Without thinking, I grab his shirt in my fists and slam him against the wall beside the door. “What the fuck was that, huh?” I bark, getting right in his face.

Griffin is pale, damn near hyperventilating as he struggles to get free. He presses his lips together, shaking his head at me, and when that doesn’t work, he goes for my throat.

Wrong fucking move.

I’m so lost in that colorless void of anger that I can’t figure out why he isn’t explaining himself. I’m just thoughtless rage, making the next move, and the next, until I blink, and suddenly, Griffin is on the floor and I’m straddling him, about to swing my fists.
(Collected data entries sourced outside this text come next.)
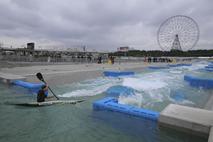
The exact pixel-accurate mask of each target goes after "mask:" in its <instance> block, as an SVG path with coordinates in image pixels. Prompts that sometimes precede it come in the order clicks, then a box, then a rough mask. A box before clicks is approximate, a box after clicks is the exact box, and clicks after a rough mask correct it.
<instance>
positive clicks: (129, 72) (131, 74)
mask: <svg viewBox="0 0 213 142" xmlns="http://www.w3.org/2000/svg"><path fill="white" fill-rule="evenodd" d="M103 74H104V76H108V77H119V76H127V75H134V74H135V73H134V72H116V71H104V72H103Z"/></svg>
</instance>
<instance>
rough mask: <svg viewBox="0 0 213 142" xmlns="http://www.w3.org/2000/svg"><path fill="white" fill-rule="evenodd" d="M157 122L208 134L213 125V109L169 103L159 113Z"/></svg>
mask: <svg viewBox="0 0 213 142" xmlns="http://www.w3.org/2000/svg"><path fill="white" fill-rule="evenodd" d="M159 124H160V125H164V126H169V127H172V128H176V129H181V130H184V131H188V132H190V133H197V134H200V135H203V136H208V135H209V133H210V129H211V127H212V126H213V111H209V110H204V109H199V108H192V107H187V106H181V105H176V104H170V105H168V106H167V107H166V108H165V109H164V110H163V111H162V112H161V113H160V118H159Z"/></svg>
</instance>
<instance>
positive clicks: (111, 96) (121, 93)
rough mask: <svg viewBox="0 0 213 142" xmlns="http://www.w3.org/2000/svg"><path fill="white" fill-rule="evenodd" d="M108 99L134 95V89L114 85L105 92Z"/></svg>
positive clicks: (122, 86) (108, 88)
mask: <svg viewBox="0 0 213 142" xmlns="http://www.w3.org/2000/svg"><path fill="white" fill-rule="evenodd" d="M105 93H106V94H107V96H108V97H119V96H120V95H126V96H129V95H134V89H132V88H130V87H126V86H121V85H116V86H112V87H110V88H108V89H107V90H106V92H105Z"/></svg>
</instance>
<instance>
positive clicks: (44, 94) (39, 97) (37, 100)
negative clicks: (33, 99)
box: [37, 90, 46, 102]
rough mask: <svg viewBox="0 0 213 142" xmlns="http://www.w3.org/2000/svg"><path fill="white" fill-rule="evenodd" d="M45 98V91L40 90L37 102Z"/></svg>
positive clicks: (38, 95)
mask: <svg viewBox="0 0 213 142" xmlns="http://www.w3.org/2000/svg"><path fill="white" fill-rule="evenodd" d="M45 98H46V95H45V91H44V90H39V92H38V95H37V102H44V101H45Z"/></svg>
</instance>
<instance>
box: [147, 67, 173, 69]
mask: <svg viewBox="0 0 213 142" xmlns="http://www.w3.org/2000/svg"><path fill="white" fill-rule="evenodd" d="M148 68H149V69H169V67H168V66H165V67H162V66H161V67H157V66H149V67H148Z"/></svg>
It all comes crashing back to me a second before footsteps pounding down the stairs grab my attention. I drop my arm, instantly sick with guilt that I attacked Griffin, but I don’t have time to do shit about it. Asher jumps off the third step, yelling at me to get off of Griffin. He doesn’t give me the chance, though. He keeps coming at me, tackling me off of our friend and laying me flat on the hardwood.

“I’m good, I’m good, stop!” I rush out, holding my hands out in defense when Asher looks about ready to pummel me.

He doesn’t stop. Shocker.

A swift punch to my jaw snaps my head back and my skull cracks against the floor. I hiss in a breath, steeling myself for the next blow, but it never comes.

Asher is heaving in harsh breaths, staring down at me like he’d love nothing more than to continue until I’m unconscious. “Griff, you alright?” he asks roughly, holding my gaze for an agonizing moment before finally dragging his eyes up to Griffin.

I imagine he nods or does something else to give the all clear, but I don’t dare take my eyes from Asher to see it. When he looks back down at me, he narrows his gaze and rakes his teeth over his lip. “This is the only warning you’ll get, Creed. You may be family, but if you ever do shit like that again, I will personally see to your destruction,” he vows, voice dark and deadly.

I have to swallow several times before I can get my tongue unglued from the roof of my mouth. Nodding, I mutter, “Fair... I-I’m sorry. I wasn’t—“ I don’t know how to finish that statement. I wasn’t thinking? I wasn’t in my right mind? I wasn’t me?